Neuruppin | Mit Hochdruck treiben brandenburgische Spezialisten Ermittlungen gegen mehrere Rechtsextremisten wegen des Verdachts der Bildung einer bewaffneten Gruppe voran. Nach einer Razzia in Brandenburg, Berlin und Nordrhein-Westfalen wertet die Staatsanwaltschaft Neuruppin umfangreiches Beweismaterial aus.
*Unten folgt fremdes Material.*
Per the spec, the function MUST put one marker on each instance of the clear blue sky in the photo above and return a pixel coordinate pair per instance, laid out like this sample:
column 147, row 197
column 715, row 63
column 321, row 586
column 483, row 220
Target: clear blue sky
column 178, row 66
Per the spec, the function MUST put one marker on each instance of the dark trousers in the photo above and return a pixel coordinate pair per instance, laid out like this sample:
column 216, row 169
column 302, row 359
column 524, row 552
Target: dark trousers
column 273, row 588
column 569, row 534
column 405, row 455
Die Analyse werde sich aber über Wochen hinziehen, sagte Oberstaatsanwältin Lolita Lodenkämper gestern. Vor allem die Auswertung von Computern und Datenträgern brauche Zeit. Es werde jedoch intensiv daran gearbeitet.

Die Staatsanwaltschaft ermittelt gegen fünf Personen aus den drei Bundesländern wegen des Verdachts der Bildung einer bewaffneten Gruppe und des Verstoßes gegen das Waffengesetz. Eine Verbindung zum rechtsextremistischen Terrornetzwerk NSU sehen die Ermittler bislang nicht. Auf die Spur der Gruppe gewaltbereiter Neonazis waren die Ermittler eher durch Zufall gekommen: Im März starb ein einschlägig bekannter Rechtsextremist in einer kleinen Pension in dem brandenburgischen Dorf Herzberg (Kreis Ostprignitz-Ruppin). Todesursache war eine Herzattacke. Neben dem Toten fanden Polizisten einen Rucksack mit Waffen und Munition. Das löste umfangreiche Ermittlungen aus, die am Sonnabend zu einer Razzia bei fünf Beschuldigten im Alter von 37 bis 64 Jahren führten. Es gehe um vier Männer und eine Frau, sagte Lodenkämper.
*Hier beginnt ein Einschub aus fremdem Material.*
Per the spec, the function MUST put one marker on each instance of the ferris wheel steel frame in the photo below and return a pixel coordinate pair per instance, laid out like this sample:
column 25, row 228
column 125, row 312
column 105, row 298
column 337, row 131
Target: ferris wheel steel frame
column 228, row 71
Medienberichten zufolge handelt es sich bei zwei Verdächtigen um den früheren NPD-Funktionär und Vorsitzenden der 1992 verbotenen "Nationalistischen Front" Meinolf S. und dessen Frau. S. betreibe von Nordrhein-Westfalen aus einen rechtsextremistischen Versandhandel. Seine Frau habe die Pension in Herzberg im Nordwesten Brandenburgs gepachtet. Dort habe S. ein neonazistisches Schulungszentrum einrichten wollen. Und genau in dem Haus sei der bekannte Berliner Rechtsextremist Jörg L. gestorben. Nach dessen Tod seien die Pläne für das Schulungszentrum vorerst aufgegeben worden.
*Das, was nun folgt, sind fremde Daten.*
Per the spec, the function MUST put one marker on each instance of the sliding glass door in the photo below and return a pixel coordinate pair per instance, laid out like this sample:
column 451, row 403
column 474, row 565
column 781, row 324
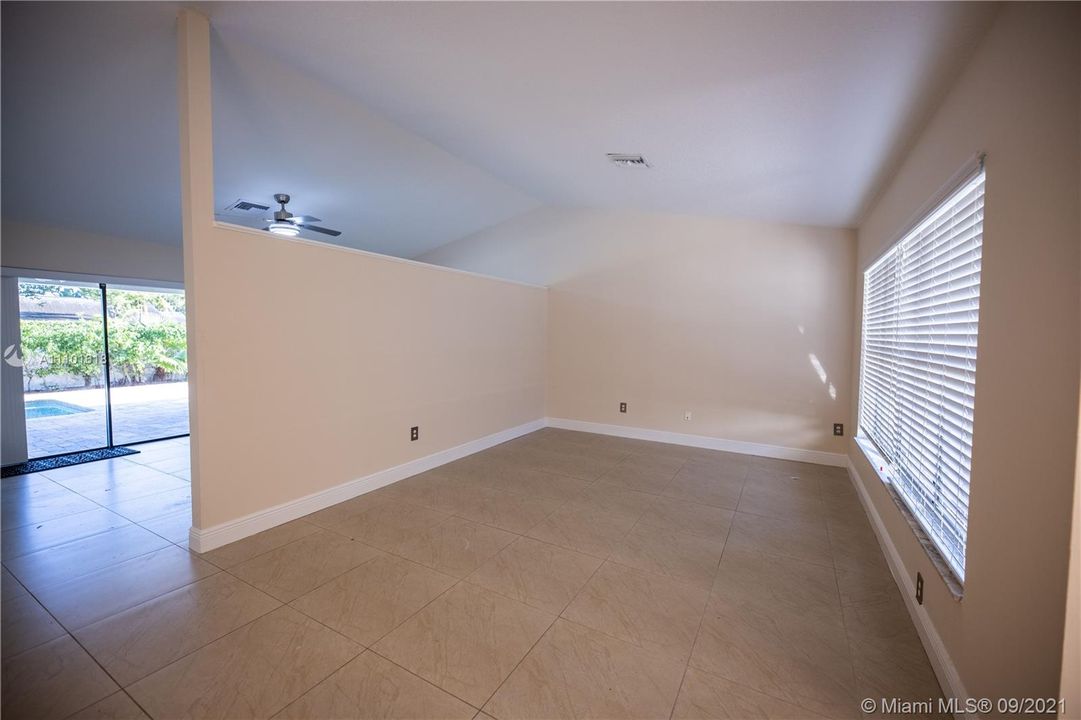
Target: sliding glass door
column 63, row 360
column 148, row 369
column 102, row 365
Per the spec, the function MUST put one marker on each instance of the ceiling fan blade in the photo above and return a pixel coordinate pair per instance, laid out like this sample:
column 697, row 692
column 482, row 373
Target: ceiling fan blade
column 324, row 230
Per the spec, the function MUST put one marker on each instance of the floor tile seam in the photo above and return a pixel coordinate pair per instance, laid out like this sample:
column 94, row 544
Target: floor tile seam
column 69, row 542
column 194, row 650
column 279, row 547
column 379, row 551
column 653, row 653
column 419, row 677
column 555, row 618
column 97, row 570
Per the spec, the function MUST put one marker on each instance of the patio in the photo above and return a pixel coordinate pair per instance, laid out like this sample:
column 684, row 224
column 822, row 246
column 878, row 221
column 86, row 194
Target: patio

Der Verdacht der Bildung einer neuen bewaffneten Gruppe habe sich ergeben, weil der Tote in seinem Rucksack eine Vielzahl von Munition dabei gehabt habe, die nicht zu seinen Waffen passte. Deshalb habe die Staatsanwaltschaft irgendwo ein Waffenlager vermutet und die Razzia am Sonnabend angeordnet. Lodenkämper konnte noch keine Details zu den Ergebnissen der Durchsuchungen in insgesamt acht Objekten nennen.